Today I have been thinking a lot about Job. A man in the bible who was just walking through is blessed life, living for God. He had amazing faith, prayed for his 10 children and managed his wealth in a way that honored God. Then one day he lost it all. His children died, his wealth was gone, his life was in ruins. All he was left with was a nagging wife who told him to give up and die. Oh the despair of Job's life.
So what was the point? Why did God allow Job to face such difficult trials? If God loved Job so much why all the heartache? Ever feel that way? Like life goes from one big mess to another? Like the trials seem to run into each other and you just can't figure out why you are going through it all?
I am sure that God had a lot of reasons for letting Job go through his heart breaking life. I am sure he was doing things we can't even begin to understand. But today there is one reason I can't get away from. I believe God wanted to show Job who He really was.
Job was a man of great faith. After all, that is the reason Satan wanted to attack his life and try to destroy him. In the words of Job's wife, Satan's goal was to get Job to "curse God and die".
Chapter after chapter the book of Job is full of the discussions Job had with his "friends" as they questioned why God would allow these horrible things to happen to Job. What sin could he be hiding to deserve the judgment of God like this? What had Job done to displease God? Over and over his friends came up with their theology and their reasons for why God would do this. Over and over Job answered with his own thoughts and beliefs. The whole book is basically man's best attempt at understand why God does what he does. And that is where the problem lies. Man will never be God, we will never fully understand his perspective.
And so I see the book of Job in a new light today. I am looking at this man's life who was full of despair and loss and trials he couldn't have imagined facing and I see that, if for no other reason, maybe God chose to take him down this path to show him who He was. Maybe, just maybe, the whole point of the trial was so that God could reveal himself to Job.

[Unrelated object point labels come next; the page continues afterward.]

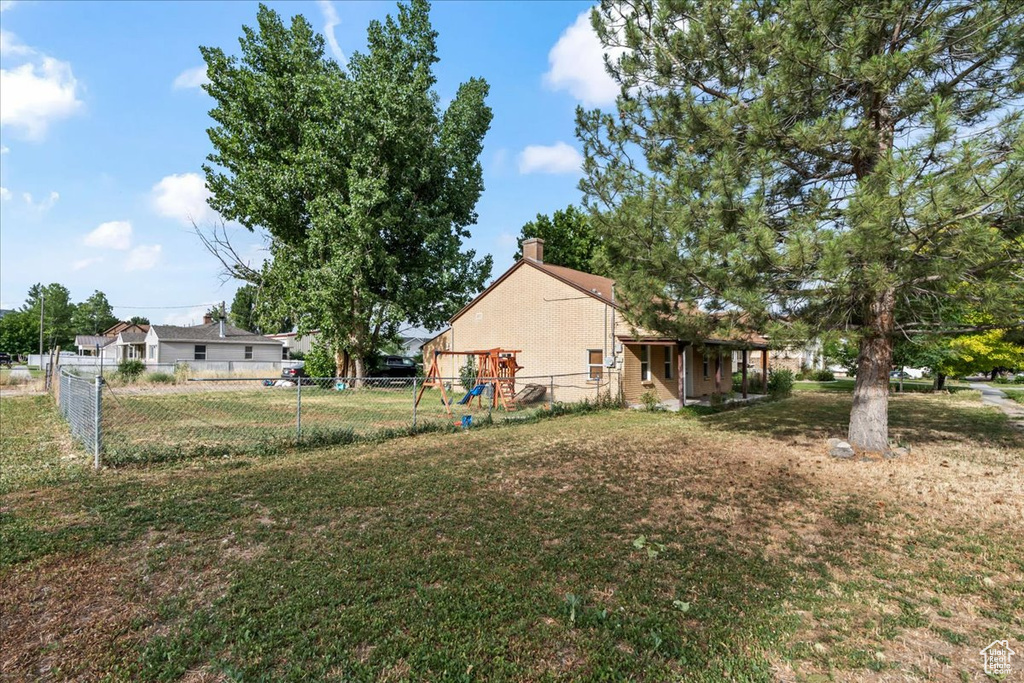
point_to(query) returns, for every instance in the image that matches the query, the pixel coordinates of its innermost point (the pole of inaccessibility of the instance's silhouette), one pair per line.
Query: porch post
(718, 371)
(681, 372)
(744, 373)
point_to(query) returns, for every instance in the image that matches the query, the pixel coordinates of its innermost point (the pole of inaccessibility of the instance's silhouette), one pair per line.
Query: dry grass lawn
(616, 545)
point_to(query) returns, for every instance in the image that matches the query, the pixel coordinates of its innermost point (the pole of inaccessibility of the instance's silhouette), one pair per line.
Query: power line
(194, 305)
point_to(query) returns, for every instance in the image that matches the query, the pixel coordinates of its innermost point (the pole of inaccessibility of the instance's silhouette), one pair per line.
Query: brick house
(566, 324)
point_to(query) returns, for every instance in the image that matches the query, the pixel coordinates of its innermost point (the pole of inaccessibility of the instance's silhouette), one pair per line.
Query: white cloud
(112, 235)
(143, 257)
(190, 316)
(35, 93)
(577, 65)
(192, 78)
(10, 46)
(86, 262)
(330, 22)
(182, 197)
(44, 205)
(558, 158)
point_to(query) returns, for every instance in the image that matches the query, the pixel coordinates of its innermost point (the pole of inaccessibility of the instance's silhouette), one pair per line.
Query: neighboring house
(412, 340)
(570, 333)
(292, 343)
(210, 341)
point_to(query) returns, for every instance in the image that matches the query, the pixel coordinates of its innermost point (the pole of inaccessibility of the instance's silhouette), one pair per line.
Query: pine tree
(827, 165)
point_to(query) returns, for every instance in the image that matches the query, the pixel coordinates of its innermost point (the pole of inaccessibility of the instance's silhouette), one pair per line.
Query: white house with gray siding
(204, 344)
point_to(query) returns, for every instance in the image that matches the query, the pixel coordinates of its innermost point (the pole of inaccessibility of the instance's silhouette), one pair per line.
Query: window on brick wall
(595, 364)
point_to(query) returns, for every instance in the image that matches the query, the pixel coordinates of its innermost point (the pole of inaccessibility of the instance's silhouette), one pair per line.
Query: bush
(779, 383)
(130, 370)
(650, 401)
(320, 361)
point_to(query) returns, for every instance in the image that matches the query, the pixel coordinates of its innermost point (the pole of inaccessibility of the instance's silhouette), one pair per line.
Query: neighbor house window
(595, 364)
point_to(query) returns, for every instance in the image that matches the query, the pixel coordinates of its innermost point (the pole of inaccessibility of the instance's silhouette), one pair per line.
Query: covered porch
(682, 373)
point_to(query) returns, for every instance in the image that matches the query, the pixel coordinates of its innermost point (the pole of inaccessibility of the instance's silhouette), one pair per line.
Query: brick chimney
(534, 250)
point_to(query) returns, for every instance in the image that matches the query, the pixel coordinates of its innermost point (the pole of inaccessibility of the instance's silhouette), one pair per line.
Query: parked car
(394, 366)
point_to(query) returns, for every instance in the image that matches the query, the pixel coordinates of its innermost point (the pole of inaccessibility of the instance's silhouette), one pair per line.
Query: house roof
(92, 340)
(600, 288)
(210, 333)
(122, 326)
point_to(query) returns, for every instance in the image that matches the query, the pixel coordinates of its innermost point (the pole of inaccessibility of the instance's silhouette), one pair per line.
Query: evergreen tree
(568, 240)
(93, 315)
(365, 187)
(834, 164)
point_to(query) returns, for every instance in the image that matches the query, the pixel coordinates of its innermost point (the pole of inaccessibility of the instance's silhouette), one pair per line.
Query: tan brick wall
(552, 324)
(667, 389)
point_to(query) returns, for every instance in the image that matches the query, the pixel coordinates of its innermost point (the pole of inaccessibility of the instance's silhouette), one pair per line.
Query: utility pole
(42, 305)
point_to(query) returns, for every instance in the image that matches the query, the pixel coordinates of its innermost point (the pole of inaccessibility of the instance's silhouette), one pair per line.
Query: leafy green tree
(19, 333)
(568, 239)
(93, 315)
(58, 312)
(365, 188)
(837, 165)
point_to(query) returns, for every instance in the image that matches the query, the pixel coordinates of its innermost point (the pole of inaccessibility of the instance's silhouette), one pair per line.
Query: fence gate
(80, 401)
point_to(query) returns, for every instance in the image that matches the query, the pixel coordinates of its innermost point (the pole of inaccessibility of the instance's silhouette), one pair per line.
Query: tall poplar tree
(363, 185)
(834, 164)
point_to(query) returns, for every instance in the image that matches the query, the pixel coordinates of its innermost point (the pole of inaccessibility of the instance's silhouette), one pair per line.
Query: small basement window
(595, 364)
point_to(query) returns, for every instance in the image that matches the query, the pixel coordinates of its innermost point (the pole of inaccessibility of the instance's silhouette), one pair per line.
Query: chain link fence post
(415, 380)
(97, 418)
(298, 410)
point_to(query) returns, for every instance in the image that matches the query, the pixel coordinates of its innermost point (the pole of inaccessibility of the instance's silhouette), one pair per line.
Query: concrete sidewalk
(993, 396)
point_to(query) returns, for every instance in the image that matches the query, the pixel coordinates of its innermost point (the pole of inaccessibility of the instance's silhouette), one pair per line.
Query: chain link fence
(150, 421)
(80, 399)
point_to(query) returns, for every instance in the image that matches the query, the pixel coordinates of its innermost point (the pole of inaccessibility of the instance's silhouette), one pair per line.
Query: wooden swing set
(496, 367)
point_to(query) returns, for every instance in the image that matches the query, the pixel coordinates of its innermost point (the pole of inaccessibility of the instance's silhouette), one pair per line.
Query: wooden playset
(496, 368)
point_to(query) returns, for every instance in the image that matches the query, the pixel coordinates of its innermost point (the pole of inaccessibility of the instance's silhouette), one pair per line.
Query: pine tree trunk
(869, 416)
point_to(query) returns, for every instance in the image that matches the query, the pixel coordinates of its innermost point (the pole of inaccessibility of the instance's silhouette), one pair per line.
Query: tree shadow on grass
(918, 419)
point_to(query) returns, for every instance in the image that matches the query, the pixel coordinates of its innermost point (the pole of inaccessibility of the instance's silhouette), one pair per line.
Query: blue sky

As Job and his friends debate you can almost see the revelations Job received. Job 9:30-33 says "If I wash myself with snow water, and make my hands ever so clean; Yet I will be plunged in a ditch, and my own clothes will abhor me. For he is not a man, as I am, that I should answer Him, and we should come together in judgment. Neither is there any daysman between us, that might lay his hand upon us both." And Job 16:17 says "My friends scorn me: but mine eyes pour out tears unto God. Oh that one might plead for a man with God, as a man pleads for his neighbor." Job saw that he was unclean. That his sins could not be washed away in his own strength. He knew that there was no way to reach out to God with out help. He longed for someone to stand between him and God and plead his case.
In Job 19:25 Job sees a glimpse of Jesus and that he would indeed stand between man and God. He says "For I know that my redeemer lives, and that he shall stand at that latter day upon the earth." He declares his faith in a God he can barely glimpse by saying in Job 1:21 "Naked came I out of my mother's womb, and naked shall I return. The Lord gave, and the Lord has taken away; blessed be the name of the Lord". As he and his friends debate the question of why, Job begins to see that it is the wrong question. Rather he needs to be asking "who?" Who is God? Who is he really? Do we really know Him? Do we really see Him for who he is? Do we have a revelation of the Redeemer who lives? Do we realize that He is so much greater and so much higher than we can fathom?
God speaks to Job at the end of the book. He shows Job that in all his knowledge of God, he still didn't really know Him. And maybe, just maybe, this trial taught Job the greatest lesson of all. To not ask "why?" but "who?" To not seek the answers to why we are going through what we are going through, but to settle in our hearts that whatever may came our way, we will seek the very heart of God. That we will seek to know Him more. To find his heart in the midst of the storm. To look for the Redeemer who lives in the midst of our heart ache and to cling to Him.
So today, no matter what you face, ask yourself "Who is God anyway?" Do I really know Him like I think I do? And embrace your trials as a chance to know your God more. For God longs to reveal Himself to you. He wants to pour Himself into you and build a firm foundation for you to stand on in any storm you face.
May God bless you as you seek Him in your storm.